Anna Jaako estaba en casa y la invitó a café. Rebecka lo aceptó y se lo bebió todo lo despacio que pudo para que Anna no volviera a llenarle la taza.
Era delgada como una bailarina. Tenía el pelo completamente cano y lo llevaba recogido en una atrevida cola de caballo.
—No creo que lo atacara un oso —dijo Rebecka, que había decidido no ir con tanto cuidado. De todas formas, la gente hablaría, así que se lo explicaría todo e igual sacaría algo en claro—. Creo que le dispararon y que luego el oso se lo comió.
Anna Jaako se puso pálida.
—Perdona —se excusó Rebecka avergonzada.
Anna Jaako hizo un gesto con la mano para quitarle importancia.
—No te preocupes, no soy tan débil como parezco. Pero ¿quién iba a dispararle?
—Pudo haber sido por error —dijo Rebecka débilmente—. Un cazador, quizá, que ni siquiera llegó a verlo.
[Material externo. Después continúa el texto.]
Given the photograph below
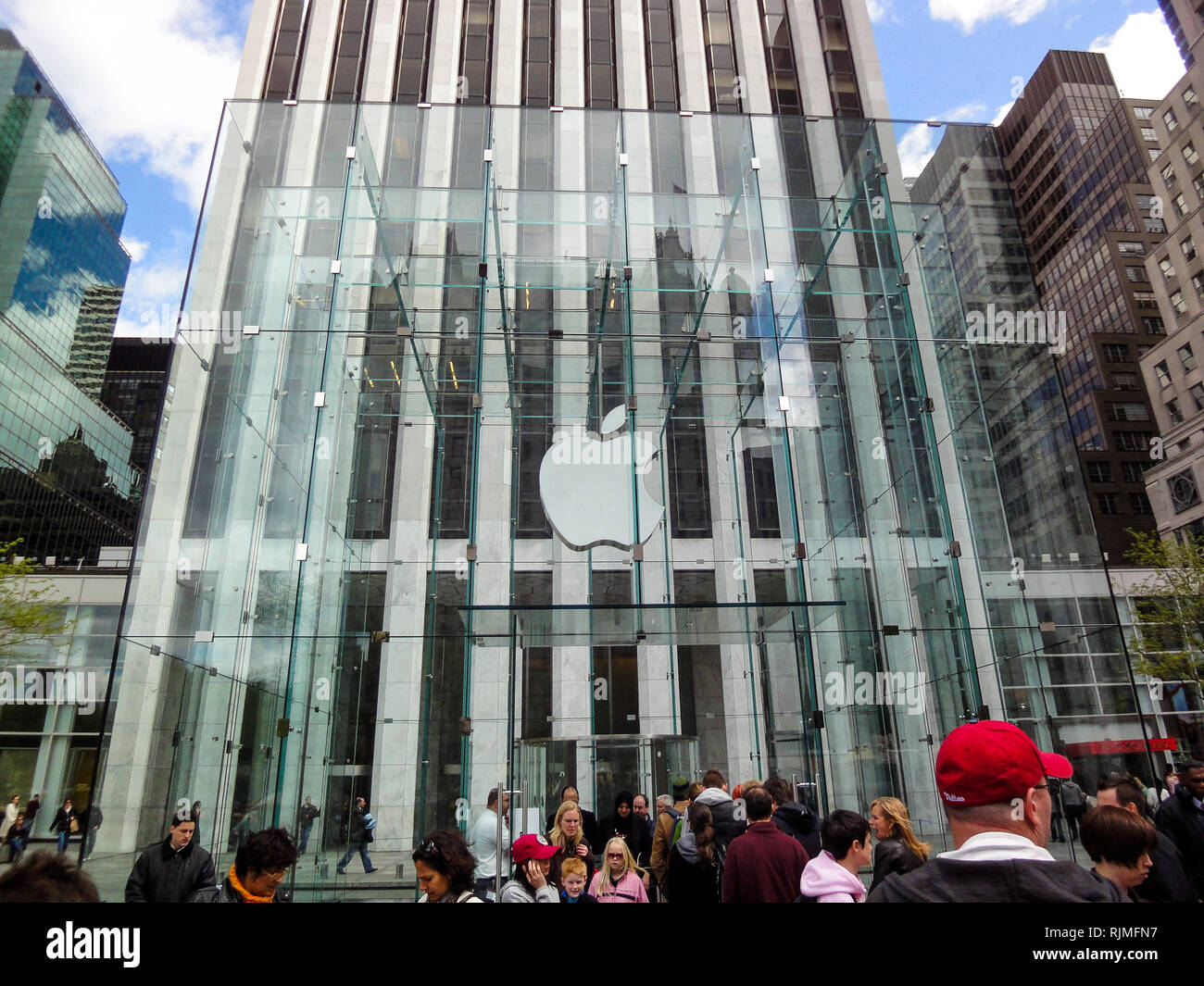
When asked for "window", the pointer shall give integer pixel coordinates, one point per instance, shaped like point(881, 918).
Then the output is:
point(1197, 392)
point(1128, 412)
point(1183, 490)
point(1135, 472)
point(1132, 441)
—¿No es bastante improbable?
«Muy improbable —pensó Rebecka—. En especial teniendo en cuenta que le dispararon en la pierna y por lo menos dos veces en el pecho».
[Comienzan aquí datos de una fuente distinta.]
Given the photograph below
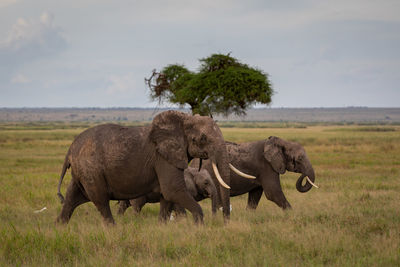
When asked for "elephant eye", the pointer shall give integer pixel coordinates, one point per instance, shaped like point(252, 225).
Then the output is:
point(203, 138)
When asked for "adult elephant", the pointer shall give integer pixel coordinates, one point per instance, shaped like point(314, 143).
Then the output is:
point(113, 162)
point(198, 182)
point(265, 160)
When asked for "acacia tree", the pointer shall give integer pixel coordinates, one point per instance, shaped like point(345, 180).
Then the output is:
point(222, 85)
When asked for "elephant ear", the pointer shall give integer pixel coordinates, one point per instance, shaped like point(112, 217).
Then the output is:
point(274, 155)
point(167, 135)
point(189, 180)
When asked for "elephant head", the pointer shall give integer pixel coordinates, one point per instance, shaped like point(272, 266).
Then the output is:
point(201, 185)
point(285, 155)
point(180, 137)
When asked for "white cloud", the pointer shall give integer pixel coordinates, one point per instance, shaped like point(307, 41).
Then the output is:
point(5, 3)
point(120, 84)
point(20, 79)
point(28, 41)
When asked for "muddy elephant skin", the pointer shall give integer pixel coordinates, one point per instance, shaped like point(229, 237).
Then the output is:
point(113, 162)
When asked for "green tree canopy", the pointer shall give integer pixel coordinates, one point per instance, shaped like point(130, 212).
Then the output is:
point(222, 85)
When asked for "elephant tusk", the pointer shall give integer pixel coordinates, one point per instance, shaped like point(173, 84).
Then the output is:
point(241, 173)
point(308, 179)
point(215, 169)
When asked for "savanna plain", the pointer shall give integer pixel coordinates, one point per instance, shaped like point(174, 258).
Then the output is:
point(353, 219)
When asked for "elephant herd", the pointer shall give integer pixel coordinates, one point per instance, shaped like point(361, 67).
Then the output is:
point(139, 165)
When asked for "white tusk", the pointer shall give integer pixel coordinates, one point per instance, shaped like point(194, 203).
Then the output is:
point(308, 179)
point(215, 169)
point(248, 176)
point(37, 211)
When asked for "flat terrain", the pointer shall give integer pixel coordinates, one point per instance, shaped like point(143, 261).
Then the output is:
point(352, 220)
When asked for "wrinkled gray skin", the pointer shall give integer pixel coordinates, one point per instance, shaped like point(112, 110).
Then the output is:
point(199, 184)
point(112, 162)
point(267, 159)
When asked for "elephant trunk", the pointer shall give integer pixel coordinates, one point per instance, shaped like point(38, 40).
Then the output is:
point(310, 179)
point(212, 192)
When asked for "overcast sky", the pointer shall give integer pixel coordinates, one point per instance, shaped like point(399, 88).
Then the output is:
point(96, 53)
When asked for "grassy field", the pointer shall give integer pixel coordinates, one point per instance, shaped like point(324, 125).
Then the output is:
point(352, 220)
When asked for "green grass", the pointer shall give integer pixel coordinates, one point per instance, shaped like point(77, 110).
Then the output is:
point(352, 220)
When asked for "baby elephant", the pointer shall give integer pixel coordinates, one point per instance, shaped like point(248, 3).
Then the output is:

—No sé tampoco qué estoy buscando —admitió Martinsson, sincera—. ¿Había alguien que tuviera motivos para matarlo? ¿Ocurrió algo especial antes de que desapareciera?
—No —respondió Anna Jaako—. Nada que yo recuerde. Y no tenía dinero. Bailaba muy bien. Solíamos bailar aquí, en la cocina.
Se veía que seguía recordando la alegría.
—Si recuerdas algo, llámame —pidió Rebecka mientras escribía su número de teléfono en la parte trasera de un recibo que llevaba en el bolso.
Anna Jaako observó el recibo y leyó el número en voz alta.
—Seguro que no tiene importancia, han pasado ya tres años.
—¿Qué? —preguntó Rebecka.
—Lo único que recuerdo. Hace tres años —dijo Anna Jaako—. Me acuerdo porque yo iba a cumplir los setenta y cinco. Bueno, Frans era el hijo ilegítimo de Hjalmar Lundbohm, eso a lo mejor no lo sabías.
—Sí, sí que lo sé.
—Su madre, aunque no era su verdadera madre, pero con quien se crio, era criada en casa de Lundbohm y estaba indignada con él. Frans creció con la idea de que Lundbohm era un sinvergüenza. Bueno, no se puede decir creció, porque le habló de sus verdaderos padres cuando el padre adoptivo ya había muerto y Frans tenía ya veinte años. Bueno, hace tres años encontró unas viejas acciones que estaban en un cajón con fotografías y certificados de estudios. También había una carta donde Lundbohm escribía que dejó aquellas acciones a su hijo Frans Uusitalo; Frans llevaba el nombre de su padre adoptivo. Me hizo la broma de que nos podríamos ir de crucero porque era rico. Acaudalado, eso dijo, acaudalado.
—¡Vaya!
—Pero no ocurrió nada y nunca volvimos a hablar de ello. Creo que su hija estuvo investigando y probablemente no tenían valor alguno. Aunque eran bonitas. En la actualidad las acciones sólo están en los ordenadores.
—¿Hace tres años?
—Sí.
«Al hijo de Sol-Britt lo atropellaron hace tres años», pensó Rebecka.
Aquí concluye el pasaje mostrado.